6. Keep secrets out of files and chat. Use environment variables such as `RUNPOD_API_KEY`; never print token values.

## Product Routing

- Serverless worker code, handlers, endpoint jobs, `/run`, `/runsync`, `/status`, streaming, Dockerfiles, cold starts, model caching, vLLM, or queue/load-balancing behavior: read `references/serverless.md`.
- Flash SDK/CLI, `runpod_flash`, `@Endpoint`, `flash dev`, `flash deploy`, Flash apps, local-code remote execution, or Flash endpoint configuration: read `references/flash.md`.
- Public Endpoints, hosted model APIs, model-specific parameters, image/video/audio/text model calls, Vercel AI SDK provider, or Hub playground-generated requests: read `references/public-endpoints.md`.
- runpodctl command usage, CLI install/config, command groups, shell completion, file transfer, CLI output formats, legacy command migration, the `runpod/runpodctl` repo, or the Homebrew tap: read `references/runpodctl.md`.
- Pods, SSH, JupyterLab, exposed ports, templates, persistent storage, REST API resource management, MCP setup, or network volumes: read `references/pods-cli-api.md`.
- GraphQL schema/spec, `https://api.runpod.io/graphql`, `gpuTypes`, `cpuTypes`, Pod GraphQL mutations, or legacy project code using GraphQL: read `references/graphql.md`.
- Unsure where a topic lives: read `references/doc-map.md`, then fetch the specific official page.

## Common Workflows

### Build or fix a Serverless worker

1. Inspect the repo first: handler entrypoint, Dockerfile, requirements, local test input, model-loading path, and deployment docs/scripts.
2. Keep heavyweight initialization outside the handler.
3. Validate `job["input"]` or `event["input"]` before starting expensive work.
4. Test locally before image/deploy work when possible:

```bash
python handler.py --test_input '{"input": {"prompt": "hello"}}'
python handler.py --rp_serve_api --rp_log_level DEBUG
```

5. For Docker, prefer small runtime images and `.dockerignore`; use CUDA or framework images only when the workload actually needs them.
6. For model assets, prefer Runpod cached models or network volumes when appropriate instead of blindly baking multi-GB files into every image.

### Send requests to queue-based endpoints

Use the endpoint URL shape `https://api.runpod.ai/v2/{endpoint_id}/...`.

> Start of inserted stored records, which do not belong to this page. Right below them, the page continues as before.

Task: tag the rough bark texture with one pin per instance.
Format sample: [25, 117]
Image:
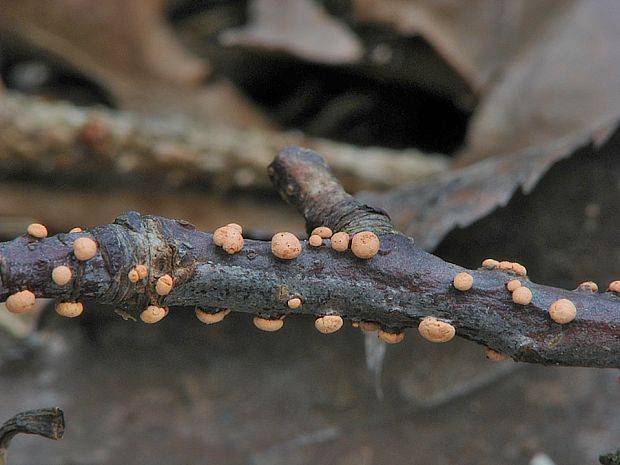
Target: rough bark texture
[396, 288]
[47, 422]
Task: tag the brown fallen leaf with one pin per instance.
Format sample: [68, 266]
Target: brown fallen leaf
[429, 210]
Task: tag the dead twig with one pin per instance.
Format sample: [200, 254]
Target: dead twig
[396, 289]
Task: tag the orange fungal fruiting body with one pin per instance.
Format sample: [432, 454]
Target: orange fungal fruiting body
[365, 244]
[268, 325]
[20, 302]
[37, 230]
[285, 245]
[69, 309]
[61, 275]
[435, 330]
[153, 314]
[323, 232]
[522, 296]
[84, 248]
[463, 281]
[340, 241]
[211, 318]
[164, 285]
[328, 324]
[391, 338]
[562, 311]
[490, 263]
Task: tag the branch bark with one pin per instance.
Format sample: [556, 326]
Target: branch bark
[396, 289]
[47, 422]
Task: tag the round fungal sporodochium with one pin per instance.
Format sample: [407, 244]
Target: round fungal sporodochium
[562, 311]
[268, 325]
[235, 226]
[522, 296]
[20, 302]
[463, 281]
[323, 232]
[233, 241]
[61, 275]
[490, 263]
[494, 355]
[340, 241]
[164, 285]
[391, 338]
[435, 330]
[84, 248]
[614, 286]
[37, 230]
[519, 269]
[369, 326]
[153, 314]
[133, 276]
[285, 245]
[365, 244]
[142, 270]
[69, 309]
[328, 324]
[211, 318]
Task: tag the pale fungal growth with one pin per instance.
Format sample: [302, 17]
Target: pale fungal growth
[142, 270]
[153, 314]
[323, 232]
[562, 311]
[340, 241]
[211, 318]
[164, 285]
[133, 276]
[494, 355]
[37, 230]
[61, 275]
[522, 296]
[20, 302]
[614, 286]
[590, 286]
[391, 338]
[504, 265]
[236, 226]
[435, 330]
[69, 309]
[368, 326]
[519, 269]
[84, 248]
[328, 324]
[463, 281]
[285, 245]
[490, 263]
[365, 244]
[233, 242]
[268, 325]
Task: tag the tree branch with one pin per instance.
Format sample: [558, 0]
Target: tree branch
[396, 289]
[47, 422]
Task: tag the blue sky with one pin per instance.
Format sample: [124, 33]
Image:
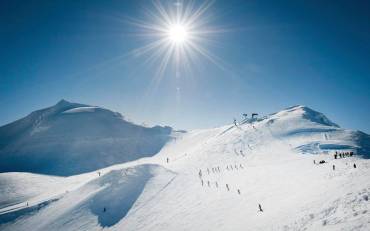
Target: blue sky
[276, 54]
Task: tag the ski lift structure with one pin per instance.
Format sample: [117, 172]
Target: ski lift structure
[254, 117]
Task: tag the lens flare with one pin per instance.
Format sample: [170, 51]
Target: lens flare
[177, 33]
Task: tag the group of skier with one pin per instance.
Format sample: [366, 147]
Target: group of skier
[342, 154]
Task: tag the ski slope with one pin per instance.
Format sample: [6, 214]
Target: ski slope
[268, 161]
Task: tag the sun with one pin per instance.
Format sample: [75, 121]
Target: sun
[177, 36]
[177, 33]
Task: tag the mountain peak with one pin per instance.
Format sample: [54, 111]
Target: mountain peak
[308, 114]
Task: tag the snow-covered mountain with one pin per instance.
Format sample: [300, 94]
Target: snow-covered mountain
[211, 179]
[71, 138]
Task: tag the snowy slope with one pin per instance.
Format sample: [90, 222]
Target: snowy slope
[71, 138]
[270, 162]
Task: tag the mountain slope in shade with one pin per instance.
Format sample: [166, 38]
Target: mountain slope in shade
[211, 179]
[71, 138]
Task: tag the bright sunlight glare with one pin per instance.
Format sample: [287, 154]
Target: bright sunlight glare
[177, 33]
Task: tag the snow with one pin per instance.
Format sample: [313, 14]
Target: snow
[56, 140]
[270, 161]
[81, 110]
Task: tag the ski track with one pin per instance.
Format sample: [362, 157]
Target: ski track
[295, 193]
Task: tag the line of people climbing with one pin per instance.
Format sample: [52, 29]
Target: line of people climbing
[343, 154]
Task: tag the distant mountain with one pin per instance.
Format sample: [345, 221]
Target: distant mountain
[71, 138]
[276, 172]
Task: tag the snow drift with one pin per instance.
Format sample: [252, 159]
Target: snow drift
[71, 138]
[210, 179]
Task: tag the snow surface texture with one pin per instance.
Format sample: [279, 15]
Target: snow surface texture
[211, 179]
[71, 138]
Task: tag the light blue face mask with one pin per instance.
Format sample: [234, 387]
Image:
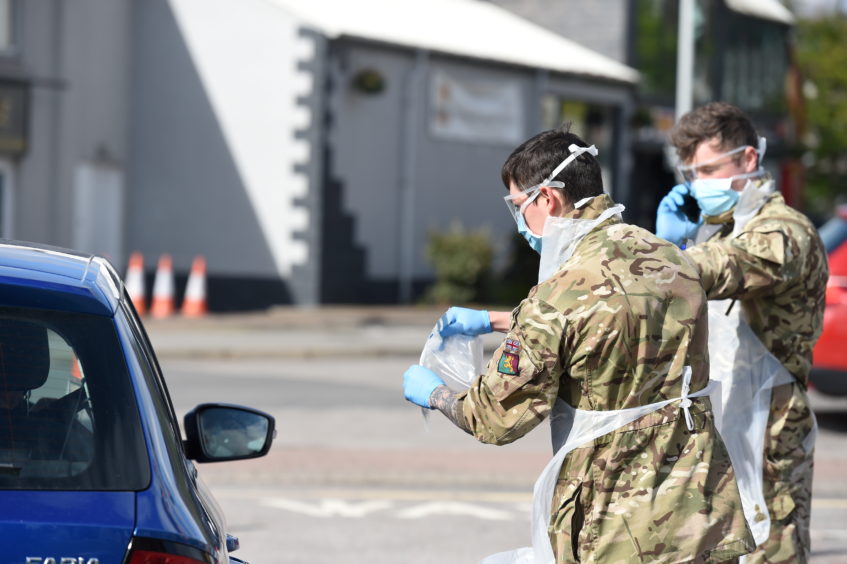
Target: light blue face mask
[715, 195]
[533, 192]
[531, 238]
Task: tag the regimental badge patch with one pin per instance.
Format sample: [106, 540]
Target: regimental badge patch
[508, 364]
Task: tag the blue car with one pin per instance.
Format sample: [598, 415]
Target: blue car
[93, 467]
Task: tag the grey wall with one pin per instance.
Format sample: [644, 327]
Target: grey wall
[187, 197]
[453, 181]
[76, 61]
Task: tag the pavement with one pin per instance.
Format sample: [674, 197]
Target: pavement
[300, 332]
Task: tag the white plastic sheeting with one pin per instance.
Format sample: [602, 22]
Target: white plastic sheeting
[742, 375]
[765, 9]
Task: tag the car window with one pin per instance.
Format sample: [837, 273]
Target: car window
[68, 416]
[833, 233]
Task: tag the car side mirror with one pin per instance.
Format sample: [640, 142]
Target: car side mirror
[217, 432]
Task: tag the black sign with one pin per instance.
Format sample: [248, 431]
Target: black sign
[13, 111]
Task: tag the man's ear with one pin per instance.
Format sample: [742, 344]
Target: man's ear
[556, 204]
[751, 159]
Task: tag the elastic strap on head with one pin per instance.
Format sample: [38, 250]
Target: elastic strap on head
[576, 151]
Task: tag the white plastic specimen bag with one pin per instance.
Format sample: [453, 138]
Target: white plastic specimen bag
[456, 359]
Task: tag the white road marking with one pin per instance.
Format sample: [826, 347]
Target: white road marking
[453, 508]
[329, 507]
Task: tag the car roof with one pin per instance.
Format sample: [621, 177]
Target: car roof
[34, 275]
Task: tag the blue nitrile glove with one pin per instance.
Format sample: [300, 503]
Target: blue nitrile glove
[464, 321]
[671, 222]
[419, 383]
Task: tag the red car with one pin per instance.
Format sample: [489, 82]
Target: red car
[829, 369]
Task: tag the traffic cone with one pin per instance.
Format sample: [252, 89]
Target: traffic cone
[135, 282]
[163, 289]
[194, 303]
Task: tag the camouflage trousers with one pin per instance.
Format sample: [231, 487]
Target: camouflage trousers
[788, 479]
[652, 491]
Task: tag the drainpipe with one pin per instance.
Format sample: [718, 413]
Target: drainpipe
[411, 111]
[685, 58]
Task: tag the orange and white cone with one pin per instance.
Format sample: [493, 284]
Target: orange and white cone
[194, 303]
[163, 289]
[135, 282]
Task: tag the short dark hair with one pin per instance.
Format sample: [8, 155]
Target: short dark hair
[719, 120]
[537, 157]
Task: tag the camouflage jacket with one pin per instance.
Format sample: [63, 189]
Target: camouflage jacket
[613, 329]
[777, 268]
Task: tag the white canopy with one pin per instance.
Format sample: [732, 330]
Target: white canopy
[469, 28]
[765, 9]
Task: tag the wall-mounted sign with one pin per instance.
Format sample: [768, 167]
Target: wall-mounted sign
[476, 110]
[13, 112]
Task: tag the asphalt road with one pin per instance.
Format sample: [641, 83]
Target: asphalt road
[357, 476]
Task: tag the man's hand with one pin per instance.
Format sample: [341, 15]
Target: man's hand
[671, 222]
[464, 321]
[419, 383]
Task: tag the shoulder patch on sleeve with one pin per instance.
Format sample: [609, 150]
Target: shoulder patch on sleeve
[508, 363]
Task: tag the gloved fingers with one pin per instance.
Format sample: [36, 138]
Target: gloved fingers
[681, 189]
[419, 383]
[447, 323]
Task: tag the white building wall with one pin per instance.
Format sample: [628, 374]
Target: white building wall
[246, 55]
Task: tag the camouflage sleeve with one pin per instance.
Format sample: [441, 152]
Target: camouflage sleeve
[520, 385]
[748, 266]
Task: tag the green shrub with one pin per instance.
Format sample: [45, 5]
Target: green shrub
[462, 263]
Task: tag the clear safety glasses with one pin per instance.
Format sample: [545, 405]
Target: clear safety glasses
[691, 172]
[517, 203]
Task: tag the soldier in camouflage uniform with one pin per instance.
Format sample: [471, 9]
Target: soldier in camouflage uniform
[775, 266]
[613, 328]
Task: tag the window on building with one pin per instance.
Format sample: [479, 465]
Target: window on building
[594, 123]
[655, 49]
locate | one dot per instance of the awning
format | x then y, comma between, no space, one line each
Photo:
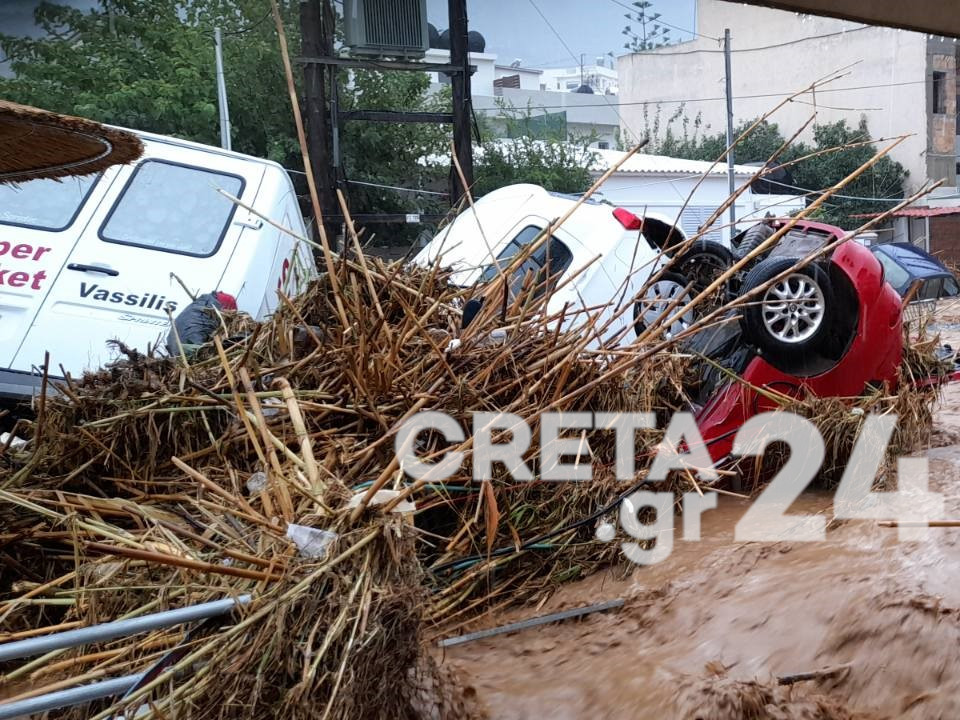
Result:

- Use `/runsync` for short jobs where waiting is acceptable.
- Use `/run` plus `/status/{job_id}` for long jobs.
- Use `/stream/{job_id}` only when the handler yields streaming output.
- Use `/cancel/{job_id}` for abandoned long jobs.
- Use `/health` before blaming the client. It is usually less embarrassing.

### Manage live resources

1. Confirm the exact target by ID/name before changing anything.
2. Prefer read/list/get commands before mutation:

```bash
runpodctl doctor
runpodctl gpu list
runpodctl pod list
runpodctl serverless list
runpodctl template list
runpodctl network-volume list
```

3. For REST calls, use `https://rest.runpod.io/v1/...` with `Authorization: Bearer $RUNPOD_API_KEY`.
4. For destructive actions, state the target and impact, then proceed only if the user requested that class of action in this turn.

## Docs Helper

Use the bundled helper to search and fetch official docs without loading the entire site into context:

```bash
python /Users/vavo/.codex/skills/runpod/scripts/runpod_docs.py search serverless handler
python /Users/vavo/.codex/skills/runpod/scripts/runpod_docs.py page serverless/workers/handler-functions
python /Users/vavo/.codex/skills/runpod/scripts/runpod_docs.py openapi --output /tmp/runpod-openapi.json
```

The docs index is `https://docs.runpod.io/llms.txt`. Treat it as the routing table for the docs.

## Output Style

- For implementation tasks, make the code/config changes, run the relevant local checks, and report the exact verification.
- For live infrastructure tasks, include the exact resource IDs touched and the commands/API operations used, with secrets redacted.
- For planning tasks, separate local code changes from Runpod console/API changes.
- For troubleshooting, report observed facts first: command output, endpoint status, logs, response bodies, image tags, and resource IDs. Then give the smallest next action.